Search code examples
pythonnltklemmatization

NLTK WordNetLemmatizer processes "US" as "u"


If you feed the word "US" (United States), after preprocessing (which becomes "us", i.e in lower case) into the WordNetLemmatizer from package nltk.stem, it is translated to "u". For example:

from nltk.stem import WordNetLemmatizer
lmtzr = WordNetLemmatizer()
word = "US".lower()  #  "US" becomes "us"
lemma = lmtzr.lemmatize(word)
print(lemma)  # prints "u"

I have even tried to lemmatize the word using POS tagging, which results in an 'NNP' (NN=Noun and P=Proper, i.e proper noun) according to the pos_tag() function from package nltk. But 'NNP' is a wordnet.NOUN, which is the default behavior of the lemmatizer when it processes a word.
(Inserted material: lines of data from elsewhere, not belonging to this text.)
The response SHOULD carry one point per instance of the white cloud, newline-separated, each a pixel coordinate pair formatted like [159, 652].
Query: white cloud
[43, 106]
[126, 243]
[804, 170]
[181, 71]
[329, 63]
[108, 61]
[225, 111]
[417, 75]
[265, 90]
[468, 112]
Therefore, lmtzr.lemmatize(word) and lmtz.lemmatize(word, wordnet.NOUN) is the same (where wordnet is imported from package nltk.stem.wordnet).

Any ideas about how to tackle this problem, apart from the clumsy way of explicitly excluding the processing of the word "us" in a text from the lemmatizer using an if statement?


Solution

  • If you look at the source code of WordNetLemmatizer

    def lemmatize(self, word, pos=NOUN):
        lemmas = wordnet._morphy(word, pos)
        return min(lemmas, key=len) if lemmas else word
    

    wordnet._morphy returns ['us', 'u']

    min(lemmas, key=len) returns the shortest word which is u

    wordnet._morphy uses a rule for nouns which replaces ending "s" with "".
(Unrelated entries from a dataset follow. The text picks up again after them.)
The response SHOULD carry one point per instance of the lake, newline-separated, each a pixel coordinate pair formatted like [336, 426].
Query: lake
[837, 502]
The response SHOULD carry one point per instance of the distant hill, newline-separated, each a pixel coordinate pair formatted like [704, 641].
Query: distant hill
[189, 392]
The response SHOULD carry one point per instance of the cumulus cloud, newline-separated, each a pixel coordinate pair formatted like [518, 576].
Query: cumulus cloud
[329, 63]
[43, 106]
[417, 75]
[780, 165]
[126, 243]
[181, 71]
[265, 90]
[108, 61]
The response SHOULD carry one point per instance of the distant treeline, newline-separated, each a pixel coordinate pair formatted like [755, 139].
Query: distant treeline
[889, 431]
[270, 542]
    Here is the list of substitutions

    [('s', ''), ('ses', 's'), ('ves', 'f'), ('xes', 'x'), ('zes', 'z'), ('ches', 'ch'), ('shes', 'sh'), ('men', 'man'), ('ies', 'y')]

    I don't see a very clean way out.

    1) You may write a special rule for excluding all-upper-case words.
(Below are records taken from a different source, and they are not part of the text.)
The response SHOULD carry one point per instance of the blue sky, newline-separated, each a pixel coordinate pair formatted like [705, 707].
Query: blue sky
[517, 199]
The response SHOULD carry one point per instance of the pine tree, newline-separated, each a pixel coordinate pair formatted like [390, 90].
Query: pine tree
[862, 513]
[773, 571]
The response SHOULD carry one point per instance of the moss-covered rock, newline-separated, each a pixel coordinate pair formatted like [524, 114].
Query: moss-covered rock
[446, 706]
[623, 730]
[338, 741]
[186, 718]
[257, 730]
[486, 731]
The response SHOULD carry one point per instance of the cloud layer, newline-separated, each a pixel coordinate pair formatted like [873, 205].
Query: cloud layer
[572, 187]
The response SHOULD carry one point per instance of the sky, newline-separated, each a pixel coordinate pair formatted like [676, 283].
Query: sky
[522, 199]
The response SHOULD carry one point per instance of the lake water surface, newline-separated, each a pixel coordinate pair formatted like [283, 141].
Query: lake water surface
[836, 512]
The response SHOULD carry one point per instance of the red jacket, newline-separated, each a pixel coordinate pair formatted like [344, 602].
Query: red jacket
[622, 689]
    2) Or you may add a line us us

    to the file nltk_data/corpora/wordnet/noun.exc

    3) You may write your own function to select the longest word (which might be wrong for other words)

    from nltk.corpus.reader.wordnet import NOUN
    from nltk.corpus import wordnet
    def lemmatize(word, pos=NOUN):
        lemmas = wordnet._morphy(word, pos)
        return max(lemmas, key=len) if lemmas else word